His physical strength has improved immensely and he now works harder to bring other players into the game. Against Boreham Wood on Tuesday night, Freeman changed the dynamic of the Arsenal team when he came on and would have broken the deadlock but for a last-ditch clearance off the goal-line.

Some may have tipped him for the Carling Cup this season but, at the moment, that is unrealistic. His long-term future at the club is secure with the signing of his contract and he can now develop at his own pace. He has now improved in his wing-play which is another string to his bow and could aid his first-team opportunities in the future as it is well documented that Wenger likes his youngsters to be versatile.

Luke will start this season in the u-18s and will aim to end it as a regular in the Reserves. That will, of course, depend on the progress of other strikers as well as his own, but the signs are certainly promising.



  1. freeman vs afobe vs watt vs ansah vs murphy… who has the most potential? Are any potentially world stars or just good prem players?

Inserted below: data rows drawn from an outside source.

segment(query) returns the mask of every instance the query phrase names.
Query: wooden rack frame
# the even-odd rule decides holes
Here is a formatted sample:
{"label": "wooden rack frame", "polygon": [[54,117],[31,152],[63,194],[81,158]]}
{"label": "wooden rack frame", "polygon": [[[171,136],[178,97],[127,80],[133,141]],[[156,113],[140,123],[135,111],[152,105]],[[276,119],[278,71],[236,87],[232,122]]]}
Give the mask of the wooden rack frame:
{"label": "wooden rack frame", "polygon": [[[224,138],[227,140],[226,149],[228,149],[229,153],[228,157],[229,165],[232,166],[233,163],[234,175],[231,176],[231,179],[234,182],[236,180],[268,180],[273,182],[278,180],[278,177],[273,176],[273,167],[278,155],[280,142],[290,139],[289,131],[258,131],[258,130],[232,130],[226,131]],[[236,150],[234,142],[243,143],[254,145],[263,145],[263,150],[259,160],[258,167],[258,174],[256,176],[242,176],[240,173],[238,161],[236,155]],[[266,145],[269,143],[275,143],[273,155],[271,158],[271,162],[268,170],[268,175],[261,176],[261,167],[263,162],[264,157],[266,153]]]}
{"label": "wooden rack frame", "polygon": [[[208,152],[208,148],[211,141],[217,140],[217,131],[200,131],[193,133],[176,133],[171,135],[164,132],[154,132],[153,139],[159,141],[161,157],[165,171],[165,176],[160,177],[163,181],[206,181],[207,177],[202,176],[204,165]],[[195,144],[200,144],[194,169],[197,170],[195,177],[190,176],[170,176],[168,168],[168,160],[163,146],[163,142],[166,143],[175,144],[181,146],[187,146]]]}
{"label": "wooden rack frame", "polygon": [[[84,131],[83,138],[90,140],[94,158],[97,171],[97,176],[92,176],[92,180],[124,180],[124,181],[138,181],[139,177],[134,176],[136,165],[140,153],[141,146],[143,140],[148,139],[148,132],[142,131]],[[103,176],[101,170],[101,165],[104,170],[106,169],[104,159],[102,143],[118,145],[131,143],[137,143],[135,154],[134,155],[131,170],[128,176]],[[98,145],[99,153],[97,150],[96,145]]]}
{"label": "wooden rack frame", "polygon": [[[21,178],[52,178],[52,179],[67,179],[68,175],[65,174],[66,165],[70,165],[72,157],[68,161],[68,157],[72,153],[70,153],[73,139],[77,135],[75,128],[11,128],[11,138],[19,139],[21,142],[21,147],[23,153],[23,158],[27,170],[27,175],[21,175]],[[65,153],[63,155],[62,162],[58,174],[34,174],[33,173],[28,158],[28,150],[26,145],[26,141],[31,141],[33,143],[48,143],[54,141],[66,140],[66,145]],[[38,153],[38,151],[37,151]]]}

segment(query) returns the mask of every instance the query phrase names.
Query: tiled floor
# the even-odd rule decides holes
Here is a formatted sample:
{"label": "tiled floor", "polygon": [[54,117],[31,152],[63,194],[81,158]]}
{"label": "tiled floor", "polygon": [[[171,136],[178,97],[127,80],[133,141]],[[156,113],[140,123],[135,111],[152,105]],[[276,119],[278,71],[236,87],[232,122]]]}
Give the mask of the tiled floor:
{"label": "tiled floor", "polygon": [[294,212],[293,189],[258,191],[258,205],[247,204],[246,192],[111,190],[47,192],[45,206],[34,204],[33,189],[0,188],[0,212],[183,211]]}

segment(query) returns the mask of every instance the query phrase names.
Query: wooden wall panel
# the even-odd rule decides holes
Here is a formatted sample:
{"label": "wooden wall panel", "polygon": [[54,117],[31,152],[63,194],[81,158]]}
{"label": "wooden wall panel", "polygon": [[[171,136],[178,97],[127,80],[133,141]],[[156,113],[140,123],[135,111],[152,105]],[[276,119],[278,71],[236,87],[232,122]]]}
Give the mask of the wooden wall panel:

  2. I havent really seen Freeman play 90 mins i have seen him for like 20mins for England. I think hes a better player than afobe he seems to be a natural goal scorer. He looks a good dribbler can go inside or out and doesnt give the ball away

  3. Luke is on course, give him 2-3 year to make the breakthrough to the C.C. squad to really gauge his long term talent. I see him and rhys murphy battling it out, one might cut it here at Arsenal. Nevertheless, I like the striking prospects coming through the academy.

  4. I can’t understand the logic in letting Merdia leave. He’s impressed in the Emirates cup and he provides cover for Nasri and Rosicky who are both now injured. It leaves our options on the left wing as Vela, Wilshere, Traore and Diaby. Vela nd Diaby have played no part in pre-season, to me Traore is a left back, which just leaves Jack. Obviously we know Wilshere has an unbelievable amount of potential but would he be able to stand up to the intensity of the 2 Premier Leaguie games a week? Surely keeping Merida around would provide us with another option. As for Simpson, I really don’t think he possess’ the ability to be an Arsenal player. I think he’ll be gone permanently sooner rather than later.